こういっては失礼だが、いずれも、最貧国のバングラデシュだからこそ、比較的容易に成果を挙げることができた事例とも言える。背景にある日本側のマーケットや資金支援などとの格差が彼らを成功に導いた。

バングラデシュの潜在的な経済成長性を考慮すれば、事業としての今後の成長性にもお墨付きがある。ユニクロを展開するファーストリテイリングは今秋、バングラデシュで、ノーベル平和賞受賞者のムハマド・ユヌス氏が率いるグラミン銀行グループと合弁会社を設立する。雇用創造という社会貢献が目的というが、2020年に売上高5兆円を目指すユニクロの狙いはそれだけではないはずだ。米自動車大手フォード・モーターの創業者、ヘンリー・フォード氏が「給与を増やし、従業員を顧客にする」と語ったのと同じ未来予想も描いていることは想像に難くない。

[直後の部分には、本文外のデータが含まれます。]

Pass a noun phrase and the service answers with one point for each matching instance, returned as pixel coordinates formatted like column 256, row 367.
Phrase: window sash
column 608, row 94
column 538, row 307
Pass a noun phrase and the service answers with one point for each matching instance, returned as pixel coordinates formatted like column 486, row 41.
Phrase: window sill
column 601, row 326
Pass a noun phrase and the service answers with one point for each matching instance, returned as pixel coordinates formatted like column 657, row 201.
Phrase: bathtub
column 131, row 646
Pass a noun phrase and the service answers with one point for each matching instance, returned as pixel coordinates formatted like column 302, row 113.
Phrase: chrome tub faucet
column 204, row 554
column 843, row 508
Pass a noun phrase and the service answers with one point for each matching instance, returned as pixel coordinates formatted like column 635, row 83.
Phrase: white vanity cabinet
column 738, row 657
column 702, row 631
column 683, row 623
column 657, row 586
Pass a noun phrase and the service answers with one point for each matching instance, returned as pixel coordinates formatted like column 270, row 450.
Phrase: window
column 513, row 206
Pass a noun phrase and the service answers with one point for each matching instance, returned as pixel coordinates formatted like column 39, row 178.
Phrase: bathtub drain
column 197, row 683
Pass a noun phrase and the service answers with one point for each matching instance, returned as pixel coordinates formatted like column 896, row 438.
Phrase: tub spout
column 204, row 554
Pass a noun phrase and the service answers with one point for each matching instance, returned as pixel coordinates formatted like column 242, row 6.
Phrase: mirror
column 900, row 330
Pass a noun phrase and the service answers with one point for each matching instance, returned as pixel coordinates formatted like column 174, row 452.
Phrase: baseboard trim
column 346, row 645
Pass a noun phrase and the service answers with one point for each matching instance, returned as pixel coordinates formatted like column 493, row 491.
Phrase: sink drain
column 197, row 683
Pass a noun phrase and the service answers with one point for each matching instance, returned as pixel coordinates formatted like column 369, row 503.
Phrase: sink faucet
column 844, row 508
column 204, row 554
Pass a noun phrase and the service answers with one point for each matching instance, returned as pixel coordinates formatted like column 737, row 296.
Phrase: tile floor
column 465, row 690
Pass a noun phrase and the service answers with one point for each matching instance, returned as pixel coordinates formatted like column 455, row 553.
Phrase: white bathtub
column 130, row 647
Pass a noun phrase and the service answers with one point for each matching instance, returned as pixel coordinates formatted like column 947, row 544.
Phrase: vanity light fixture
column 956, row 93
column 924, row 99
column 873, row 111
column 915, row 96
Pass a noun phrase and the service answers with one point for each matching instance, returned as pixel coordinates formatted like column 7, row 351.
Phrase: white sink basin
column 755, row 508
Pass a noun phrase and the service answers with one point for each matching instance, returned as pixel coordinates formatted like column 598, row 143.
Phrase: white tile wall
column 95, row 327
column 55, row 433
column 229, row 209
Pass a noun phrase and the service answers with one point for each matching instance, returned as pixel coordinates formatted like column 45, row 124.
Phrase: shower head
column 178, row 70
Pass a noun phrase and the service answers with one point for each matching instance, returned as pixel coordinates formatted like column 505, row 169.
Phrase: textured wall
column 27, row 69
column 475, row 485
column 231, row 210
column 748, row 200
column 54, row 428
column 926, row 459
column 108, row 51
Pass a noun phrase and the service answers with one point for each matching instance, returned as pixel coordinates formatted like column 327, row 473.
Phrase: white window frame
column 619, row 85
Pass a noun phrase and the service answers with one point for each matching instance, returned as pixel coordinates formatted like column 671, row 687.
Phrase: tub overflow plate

ソフトバンク社長の孫正義氏はかつて、ヤフーなどインターネットビジネスに取り組む際、先行して米国で始まったビジネスモデルを日本に持ち込む「タイムマシン経営」を標榜した。優れたアイデアや経験を出遅れている地域に持ち込めば、新たなビジネスをゼロから構築するのに比べて、様々なノウハウが活かせる分、成功確率が高まるのは、当然の理だ。

同じ努力をするならば、潜在力のある成長市場で努力したほうが大きなリターンを得られることも明らかだ。世界銀行の予想によると、バングラデシュの経済成長率はやや調整局面にあり、2010年で5.5%という。人口は1億5000万人強で、首都ダッカを中心とする局所的な成長率はさらに高い。若き起業家のみなさん、バングラデシュに限ら ず、海外に出よう。起業家の挑戦的な試みをなかなか受け入れない日本にこだわる必要はない。うまく行かなければ日本に戻ればいい。僅かなリスクテークで成功者への道は格段に開けてくる。